Skelly has written and lectured about comics for The Comics Journal, the Center for Cartoon Studies, Fordham University, and The New School, among others. In 2017 she told NPR: "When I started drawing comics, it was to make my own reality. But now as an adult, I draw them to better understand why everyday life is extraordinary."

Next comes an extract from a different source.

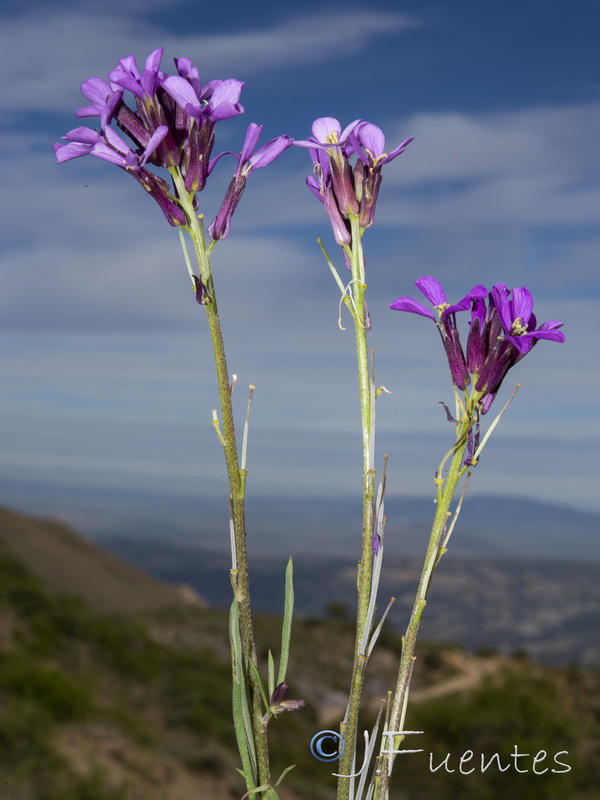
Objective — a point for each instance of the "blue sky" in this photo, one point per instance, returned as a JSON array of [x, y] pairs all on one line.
[[106, 376]]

Currently living and working in Brooklyn, New York, Skelly's biographical graphic novel Maids, based on the lives of convicted murderers Christine and Léa Papin, was published by Fantagraphics Books in October 2020. Library Journal's advance review of the book discusses the "horror of the Papin sisters’ crimes," noting that Skelly's "perceptive examination of the complex bond between Catherine and Lea evokes incredible sympathy for the two nonetheless."

==Exhibitions==

Skelly's first solo exhibition Skellyworld ran at The Naughton Gallery at Queen's University Belfast in Northern Ireland August 8 through October 6, 2019. The show gave insights into Skelly's work and artistic process, exhibiting original drawings from all of her major published works, as well as paintings, sketchbooks, video projects, self-produced merchandise, and a 78-card tarot deck that she designed and illustrated. Exhibition curatorial notes listed Japanese comics, bandes dessinée, science fiction and B movies from the 1960s and 1970s as Skelly's inspirations, and noted that she "examines exploitation genres for transgressive elements" in her work.

Her art has also appeared in group exhibitions, including 18+ at Recspec Gallery in Austin, TX (2018); Speculative Skins at The Naughton Gallery (2018); From Panel to Panel X: C/Overt Movement in Comicana, at the Medialia Gallery in New York City (2014), and Karma-Con at the Rubin Museum of Art (2012).